Far below, down on the road, the cops were dragging themselves to their feet. As they found their bearings, they pointed at the line of his footprints in the virgin snow.
What in the hell are you doing? The voice in his head didn't sound so much like his own as his brother Gregor's. Get off the ground!
He made a running leap at the nearest tree, a tall pine. He clung to its rough, sappy bark like a goddamn Koala bear. Breathe. Move. He leapt from it to the next tree, and the next and the next. Goddamn suburbs. It wasn't even a real forest, just a piece of land that had not been built on yet. It was too close to the road, too close to houses, and seriously lacking in caves and ravines. He dropped down on an outcropping of rock and ran along it, leaping from boulder to boulder, putting distance between himself and his tracks.

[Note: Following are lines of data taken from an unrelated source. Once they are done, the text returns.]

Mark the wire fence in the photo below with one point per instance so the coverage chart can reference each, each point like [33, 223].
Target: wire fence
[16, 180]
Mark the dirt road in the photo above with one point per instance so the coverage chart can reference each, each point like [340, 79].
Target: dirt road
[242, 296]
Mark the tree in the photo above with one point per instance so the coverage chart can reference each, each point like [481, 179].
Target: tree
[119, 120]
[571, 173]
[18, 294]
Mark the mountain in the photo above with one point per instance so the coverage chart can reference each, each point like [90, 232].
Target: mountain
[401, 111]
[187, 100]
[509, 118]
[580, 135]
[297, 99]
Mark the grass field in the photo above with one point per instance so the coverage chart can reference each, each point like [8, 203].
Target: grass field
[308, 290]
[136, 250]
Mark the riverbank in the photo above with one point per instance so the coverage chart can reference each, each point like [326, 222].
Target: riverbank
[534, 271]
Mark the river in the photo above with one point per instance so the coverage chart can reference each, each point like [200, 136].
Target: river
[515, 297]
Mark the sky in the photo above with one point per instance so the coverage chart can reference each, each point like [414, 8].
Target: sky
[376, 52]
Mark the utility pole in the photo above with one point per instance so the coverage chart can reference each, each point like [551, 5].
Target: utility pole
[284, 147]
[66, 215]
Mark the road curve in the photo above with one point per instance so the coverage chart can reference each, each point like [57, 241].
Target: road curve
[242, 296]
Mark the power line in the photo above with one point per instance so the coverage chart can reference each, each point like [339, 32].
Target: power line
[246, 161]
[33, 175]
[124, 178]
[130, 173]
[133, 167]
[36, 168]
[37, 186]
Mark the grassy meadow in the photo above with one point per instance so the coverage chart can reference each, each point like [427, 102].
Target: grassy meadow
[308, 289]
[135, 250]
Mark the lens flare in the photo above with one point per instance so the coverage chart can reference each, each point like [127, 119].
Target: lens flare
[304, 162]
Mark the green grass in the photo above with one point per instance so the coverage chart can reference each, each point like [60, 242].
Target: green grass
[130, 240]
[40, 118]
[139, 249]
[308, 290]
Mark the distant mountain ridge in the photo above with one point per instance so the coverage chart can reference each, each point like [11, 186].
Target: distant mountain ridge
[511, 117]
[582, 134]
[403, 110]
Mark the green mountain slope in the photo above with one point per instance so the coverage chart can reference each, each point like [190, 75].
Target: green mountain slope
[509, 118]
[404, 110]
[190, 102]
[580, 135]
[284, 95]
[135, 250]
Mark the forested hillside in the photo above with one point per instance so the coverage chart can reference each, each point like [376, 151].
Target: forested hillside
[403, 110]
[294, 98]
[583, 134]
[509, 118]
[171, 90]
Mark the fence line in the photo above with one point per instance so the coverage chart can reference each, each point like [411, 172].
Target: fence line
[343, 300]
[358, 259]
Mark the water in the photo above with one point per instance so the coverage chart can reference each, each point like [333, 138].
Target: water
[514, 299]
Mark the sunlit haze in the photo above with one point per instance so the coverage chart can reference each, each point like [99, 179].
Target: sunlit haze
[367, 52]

Once his mind wasn't in the way, his body reveled in action. Every movement flowed from instinct and he ate up ground.
The first searching fingers of the light streamed out over the distant plains. He'd only seen it on TV. The white light was cruelly beautiful. It burned blue trails across his retinas. He reeled to a halt. There was no more time. There were no more options. Dropping down to the ground, he began to dig with two hands like a dog. There was only about a foot of snow, and under that a layer of pine needles. He clawed through that, making a shallow…pit. Pit, not grave. Pit.
He shook the space blanket out of its wrapper. The morning breeze caught it and made it crackle and flap horizontal to the ground. It weighed nothing at all. It was meant for brief use, a dash from building to building, for instance, not as all-day protection. There was no telling how long he could last beneath it. He tucked it around himself and sat down in his…pit…and started to bury his legs in a mixture of dirt and snow.
As he did, the sun cut through the trees and hit his face. The burning began. His eyes watered with the pain, but he kept scraping up snow, piling it over himself, leaning back bit by bit, making an insulating layer of snow over the blanket that might make the difference between life and slow cremation. The skin on his hands broke out in blisters. Finally he was flat on his back, the blanket over his face a faint shield. He shoved snow over his head, scraping it against his sides with his arms. When he could do no more, he wiggled his arms into the blanket. His hands throbbed as they defrosted and his face felt even worse.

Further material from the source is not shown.